The first two chief executives, Tung Chee-hwa and Donald Tsang Yam-kuen, suffered public opprobrium too. As long as the chief executive is not popularly elected, he or she will not be seen as legitimate. And as long as the chief executive is not supported by a majority in the Legislative Council, there will always be problems of governance.
The Basic Law was drafted with the idea of continuing the executive-led government created by the British. But that system worked because it was a dictatorship, albeit a benevolent one.
China insisted on the continuation of an executive-led government after 1997 while agreeing to an elected legislature. That created an unworkable system. Even if, by 2020, both the chief executive and the entire legislature are elected by universal suffrage, Hong Kong may still be ungovernable if there is no linkage between the executive and the legislature. Every government needs a parliamentary majority.
The question is whether a democratic Hong Kong will institute a presidential or parliamentary system. What is prescribed in the Basic Law is closer to a presidential system, like that in the US. But there, a president can get things done only if his political party also controls the congress. If the opposition party controls it - or even just one of the two houses, as is currently the case - the result is often deadlock.
In a parliamentary system, however, the executive by definition controls the legislature and hence has little difficulty getting its programme passed.
If Beijing is serious about wanting the Hong Kong government to run smoothly, then it should back a system in which the government will be in the hands of the biggest political party, or a coalition.
Currently, the biggest political party, both in terms of party membership and of seats in Legco, is the pro-establishment party, the Democratic Alliance for the Betterment and Progress of Hong Kong. Beijing has little to fear since the DAB has demonstrated its grass-roots support and its ability to win seats in both the district councils and Legco.
But a one-party system will not be accepted either by the people of Hong Kong or internationally as a democracy. There is a need for a credible opposition party, such as a much stronger Democratic Party.

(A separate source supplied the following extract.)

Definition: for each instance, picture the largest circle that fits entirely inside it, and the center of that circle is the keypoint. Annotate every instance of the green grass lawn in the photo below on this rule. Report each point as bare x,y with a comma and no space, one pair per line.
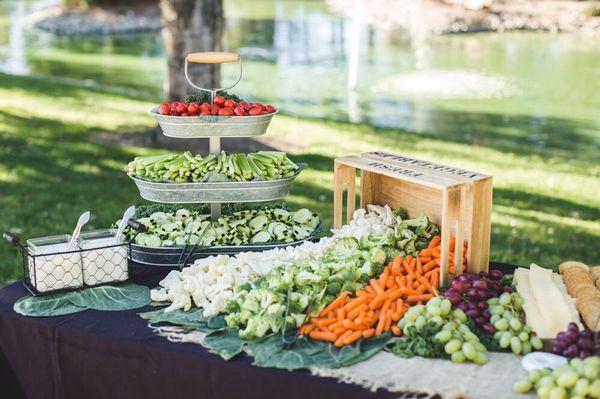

The Democrats conducted negotiations with the central government's liaison office and subsequently backed the 2010 electoral package. They could not have done so if the party did not enjoy a wide popular base. The current fragmentation of the pro-democracy camp is not good either for Hong Kong or for the central government.
After all, Beijing needs a credible opposition party in Hong Kong that can conduct negotiations and deliver votes.
A thriving political party system would serve the interests of both Hong Kong and Beijing. That should be China's goal.